Les acteurs d’une recherche de telle ampleur sont très nombreux. Il faut souligner que, pour la plupart de scénarios, la réponse pertinente ne peut être traitée qu’avec l’ensemble des acteurs concernés, depuis l’association locale de terrain qui replante des mangroves jusqu’aux Nations-Unies qui gèrent les COP successives et les accords internationaux sur le changement climatique. Le rôle central reste aux structures « professionnelles » de recherche (universités, instituts, fondations, réseaux…) mais il est nécessaire d’associer les parties prenantes aux recherches sur la transformation de leur espace. Les villes, et en particulier les grandes métropoles mondiales qui concentrent populations et activités, deviennent alors des acteurs majeurs de la recherche sur les transformations à mettre en œuvre dans les dynamiques d’adaptation. 

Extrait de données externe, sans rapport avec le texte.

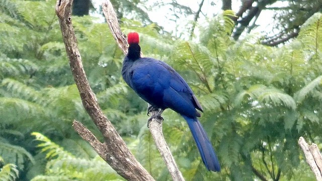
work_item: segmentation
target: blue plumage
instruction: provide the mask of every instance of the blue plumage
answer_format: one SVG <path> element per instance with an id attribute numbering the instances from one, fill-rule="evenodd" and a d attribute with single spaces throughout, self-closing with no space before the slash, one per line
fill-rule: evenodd
<path id="1" fill-rule="evenodd" d="M 125 82 L 153 107 L 170 108 L 180 114 L 188 123 L 207 168 L 220 171 L 217 156 L 197 118 L 200 114 L 196 109 L 202 109 L 187 82 L 165 62 L 140 57 L 138 35 L 129 34 L 128 42 L 130 46 L 122 70 Z"/>

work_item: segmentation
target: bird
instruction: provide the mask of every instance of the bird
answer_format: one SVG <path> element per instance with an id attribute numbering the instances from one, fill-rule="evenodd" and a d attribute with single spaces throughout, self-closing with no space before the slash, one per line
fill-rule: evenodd
<path id="1" fill-rule="evenodd" d="M 147 102 L 148 113 L 158 110 L 152 118 L 163 120 L 161 114 L 170 108 L 186 120 L 203 163 L 208 170 L 220 171 L 218 158 L 197 117 L 203 112 L 200 104 L 182 77 L 168 64 L 152 58 L 142 57 L 137 32 L 127 35 L 129 44 L 122 68 L 125 82 Z"/>

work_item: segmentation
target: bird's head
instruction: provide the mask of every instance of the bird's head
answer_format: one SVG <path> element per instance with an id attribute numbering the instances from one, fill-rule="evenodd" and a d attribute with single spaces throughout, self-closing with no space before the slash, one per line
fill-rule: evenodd
<path id="1" fill-rule="evenodd" d="M 127 35 L 127 43 L 129 44 L 138 44 L 140 41 L 139 34 L 136 32 L 131 32 Z"/>
<path id="2" fill-rule="evenodd" d="M 141 48 L 139 45 L 139 34 L 131 32 L 127 35 L 127 43 L 129 46 L 127 57 L 132 60 L 136 60 L 141 57 Z"/>

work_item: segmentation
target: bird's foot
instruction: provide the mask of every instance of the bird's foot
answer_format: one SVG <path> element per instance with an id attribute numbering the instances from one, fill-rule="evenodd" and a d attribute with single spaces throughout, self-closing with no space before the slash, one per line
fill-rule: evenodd
<path id="1" fill-rule="evenodd" d="M 159 111 L 159 109 L 157 108 L 156 108 L 155 107 L 153 107 L 153 106 L 151 105 L 149 105 L 149 106 L 148 106 L 147 107 L 147 116 L 150 116 L 150 113 L 152 112 L 152 111 Z"/>
<path id="2" fill-rule="evenodd" d="M 157 122 L 159 122 L 159 123 L 161 123 L 162 122 L 162 121 L 163 121 L 163 118 L 162 117 L 162 116 L 161 116 L 161 115 L 159 114 L 157 114 L 155 115 L 152 115 L 151 116 L 151 117 L 150 117 L 150 118 L 149 118 L 147 120 L 147 127 L 149 127 L 149 124 L 150 124 L 150 123 L 151 122 L 151 121 L 152 121 L 152 119 L 156 119 L 156 121 Z M 161 122 L 159 122 L 159 121 L 161 120 Z"/>

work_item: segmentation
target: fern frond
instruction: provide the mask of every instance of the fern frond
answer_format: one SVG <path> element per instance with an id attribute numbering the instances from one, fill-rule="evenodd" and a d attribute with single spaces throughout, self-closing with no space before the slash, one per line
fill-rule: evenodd
<path id="1" fill-rule="evenodd" d="M 225 10 L 222 13 L 222 19 L 224 20 L 223 27 L 225 32 L 230 35 L 235 27 L 235 22 L 232 20 L 231 18 L 237 18 L 235 12 L 232 10 Z"/>
<path id="2" fill-rule="evenodd" d="M 296 101 L 301 102 L 309 94 L 311 94 L 316 87 L 322 84 L 322 75 L 320 75 L 298 91 L 294 96 Z"/>
<path id="3" fill-rule="evenodd" d="M 17 165 L 9 163 L 0 169 L 0 180 L 14 181 L 19 177 L 19 171 Z"/>
<path id="4" fill-rule="evenodd" d="M 291 96 L 275 89 L 269 89 L 258 97 L 258 100 L 264 103 L 272 103 L 276 106 L 284 105 L 292 110 L 296 108 L 296 104 Z"/>
<path id="5" fill-rule="evenodd" d="M 78 181 L 77 178 L 70 178 L 70 176 L 59 175 L 37 175 L 31 181 Z"/>
<path id="6" fill-rule="evenodd" d="M 126 94 L 128 92 L 128 87 L 127 85 L 123 82 L 120 82 L 106 88 L 105 91 L 97 94 L 97 99 L 100 104 L 106 104 L 112 98 L 118 99 L 122 95 Z"/>
<path id="7" fill-rule="evenodd" d="M 46 158 L 53 159 L 56 157 L 74 157 L 71 153 L 64 150 L 62 147 L 52 142 L 48 138 L 41 133 L 33 132 L 31 135 L 35 137 L 36 140 L 42 142 L 42 143 L 39 144 L 37 147 L 42 148 L 42 152 L 47 152 Z"/>
<path id="8" fill-rule="evenodd" d="M 291 96 L 276 88 L 268 88 L 262 84 L 253 85 L 248 90 L 239 92 L 234 99 L 235 105 L 240 105 L 247 95 L 249 96 L 248 102 L 251 99 L 253 101 L 258 100 L 264 104 L 273 103 L 275 106 L 283 105 L 293 110 L 296 108 L 296 104 Z"/>
<path id="9" fill-rule="evenodd" d="M 308 50 L 316 56 L 322 51 L 322 14 L 316 13 L 301 26 L 298 39 L 304 42 Z"/>
<path id="10" fill-rule="evenodd" d="M 188 42 L 182 42 L 176 46 L 171 59 L 174 67 L 177 70 L 193 71 L 200 80 L 212 91 L 208 80 L 208 75 L 212 74 L 214 68 L 214 59 L 205 47 Z"/>
<path id="11" fill-rule="evenodd" d="M 19 146 L 2 142 L 0 144 L 0 153 L 5 160 L 15 163 L 21 169 L 23 169 L 27 161 L 30 161 L 33 164 L 35 163 L 32 155 L 25 148 Z"/>
<path id="12" fill-rule="evenodd" d="M 41 103 L 43 101 L 40 92 L 16 80 L 5 78 L 2 81 L 1 86 L 5 87 L 6 91 L 12 97 L 31 102 Z"/>
<path id="13" fill-rule="evenodd" d="M 228 98 L 223 95 L 212 93 L 201 97 L 199 99 L 203 108 L 209 110 L 218 110 L 227 104 Z"/>
<path id="14" fill-rule="evenodd" d="M 29 128 L 39 126 L 31 120 L 42 120 L 46 116 L 44 108 L 40 105 L 12 98 L 0 97 L 0 112 L 2 113 L 1 123 L 7 125 L 19 123 L 20 126 L 28 126 Z"/>
<path id="15" fill-rule="evenodd" d="M 17 5 L 10 0 L 0 0 L 0 12 L 4 13 L 14 19 L 22 19 Z"/>
<path id="16" fill-rule="evenodd" d="M 0 76 L 2 77 L 30 75 L 38 69 L 37 65 L 28 60 L 0 57 Z"/>

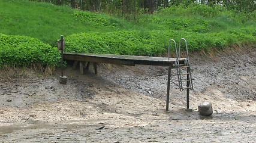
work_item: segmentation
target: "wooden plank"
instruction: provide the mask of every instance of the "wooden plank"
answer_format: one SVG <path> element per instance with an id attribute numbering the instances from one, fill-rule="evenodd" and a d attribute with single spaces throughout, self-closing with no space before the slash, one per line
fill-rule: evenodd
<path id="1" fill-rule="evenodd" d="M 173 68 L 175 58 L 153 57 L 146 56 L 112 55 L 92 53 L 73 53 L 64 52 L 65 60 L 103 63 L 127 66 L 135 64 L 170 66 Z M 185 61 L 185 58 L 180 58 L 179 61 Z"/>

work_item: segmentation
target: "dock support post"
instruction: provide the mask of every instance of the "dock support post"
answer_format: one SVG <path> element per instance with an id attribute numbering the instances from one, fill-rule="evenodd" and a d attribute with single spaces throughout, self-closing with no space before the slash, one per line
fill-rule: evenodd
<path id="1" fill-rule="evenodd" d="M 169 110 L 170 82 L 171 80 L 171 67 L 168 68 L 167 94 L 166 96 L 166 111 Z"/>
<path id="2" fill-rule="evenodd" d="M 95 74 L 98 74 L 98 70 L 97 70 L 97 63 L 94 63 L 94 73 Z"/>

Le traitement national des problématiques de recherche n’est pas suffisant pour répondre aux enjeux. Ainsi, par exemple, le degré de submersion des grands deltas du monde, se joue dans la gestion des fleuves transnationaux qui les irriguent en amont, et donc des politiques des pays traversés par ces fleuves. Aussi est-il nécessaire de coordonner les recherches nationales et de développer la recherche sur les modalités de gouvernance internationale. 

Enfin, il n’existe pas, ou pas encore, de méta-discipline capable d’intégrer la masse des connaissances produites sur une problématique aussi vaste et à une telle échelle de temps et d’espace. En conséquence, il apparaît nécessaire de conserver le principe de subsidiarité des enjeux en raisonnant avec les bons outils à la bonne échelle d’espace. Ainsi, travailler à l’échelle d’un bassin versant complet d’un fleuve est plus pertinent, et efficace à terme, que d’additionner les politiques nationales des pays traversés par le fleuve. Il s’agit également de développer les sciences de l’interdisciplinarité et l’articulation des sciences sociales et des sciences de l’ingénieur afin de construire des stratégies d’adaptation en cohérence avec les contextes locaux. 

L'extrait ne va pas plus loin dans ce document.